Selecao-Coach Luiz Felipe Scolari soll vor der Partie gesagt haben: „Schießt, schießt! Chilavert schleppt 400 Kilo reines Fett mit sich herum.“ Trotzdem spielte der Keeper später eine starke WM 2002 in Japan und Korea.
Erst ein spätes Tor des deutschen Stürmers Oliver Neuville (88.) beendete damals Paraguays WM-Lauf im Achtelfinale - Chilaverts auch nicht temperamentloser Torwartkollege Oliver Kahn wurde später bekanntermaßen zum tragischen Finalhelden.
Ein Streit mit Bayern verleitete Chilavert zu einem Nazi-Vergleich
Chilavert geriet auch immer wieder in Handgreiflichkeiten. Diego Maradona bekam seine „Schlagfertigkeit“ genauso zu spüren wie ein Physiotherapeut – da kannte Chilavert keine Klassenunterschiede.

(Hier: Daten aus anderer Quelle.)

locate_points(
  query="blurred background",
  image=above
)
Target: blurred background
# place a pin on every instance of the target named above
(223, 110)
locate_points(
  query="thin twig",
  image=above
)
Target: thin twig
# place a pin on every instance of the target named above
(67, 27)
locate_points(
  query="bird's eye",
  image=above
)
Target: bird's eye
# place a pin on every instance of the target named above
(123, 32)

Als Bayern München Paraguays Stürmer Roque Santa Cruz einmal wegen einer Zahnbehandlung nicht zu einem WM-Qualifikationsspiel schickte, holte Chilavert die Keule raus.

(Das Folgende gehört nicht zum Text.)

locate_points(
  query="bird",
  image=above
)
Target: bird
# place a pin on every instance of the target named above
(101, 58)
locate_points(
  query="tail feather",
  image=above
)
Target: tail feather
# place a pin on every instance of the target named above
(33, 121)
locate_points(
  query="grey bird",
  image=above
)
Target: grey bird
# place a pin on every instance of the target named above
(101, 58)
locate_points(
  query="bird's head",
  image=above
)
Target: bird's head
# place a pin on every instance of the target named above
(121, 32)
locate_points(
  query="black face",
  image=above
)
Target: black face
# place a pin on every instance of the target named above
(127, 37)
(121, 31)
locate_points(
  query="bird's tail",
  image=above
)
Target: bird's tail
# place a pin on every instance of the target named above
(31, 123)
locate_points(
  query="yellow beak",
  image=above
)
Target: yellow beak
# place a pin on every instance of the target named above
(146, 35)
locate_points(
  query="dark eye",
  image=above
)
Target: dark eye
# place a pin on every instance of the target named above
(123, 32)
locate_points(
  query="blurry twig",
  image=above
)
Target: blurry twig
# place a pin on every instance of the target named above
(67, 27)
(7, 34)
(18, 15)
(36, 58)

„Für die Bayern sind wir alle nur Indianer. Sie behandeln uns abschätzig. Diese Deutschen sind halt wie Nazis“, zitierte ihn die argentinische Tageszeitung Cronica.
Posthume Kritik an Menotti
Auch mit Argentiniens Trainerlegende César Luis Menotti lieferte er sich verbale Fernduelle.
Der Weltmeistercoach von 1978 verspottete den Torhüter einst so: „Ich denke, wir sollten Chilavert in Schulen mitnehmen, damit die Kinder erfahren, wie der Mensch vor 40.000 Jahren war“.
Als Menotti im vergangenen Jahr starb, konnte sich der Paraguayer einen posthumen und drastischen Konter nicht verkneifen. „Wir Affen leben noch und haben keine drogenabhängigen Kinder. In den 90ern haben wir sie alle mit Velez gef…t“, schrieb er bei X.
Skandale und Erfolge
All das überschattet ein wenig die sportliche Leistung des torgefährlichen Schlussmannes, der mit Velez Sarsfield aus Buenos Aires 1994 die Copa Libertadores und im gleichen Jahr auch die Klub-WM gegen den starken AC Mailand gewann.
Chilavert schrieb auch immer wieder mit scharfen Attacken auf Politiker und Sportfunktionäre in seiner Heimat Schlagzeilen - seine eigenen politische Ambitionen waren derweil weniger von Erfolg gekrönt.
Eine Präsidentschaftskandidatur scheiterte krachend, dafür erfreut oder erschreckt - je nach Sichtweise – der Mann aus Luque heute die lateinamerikanische Fußballgemeinde als polemischer Kommentator.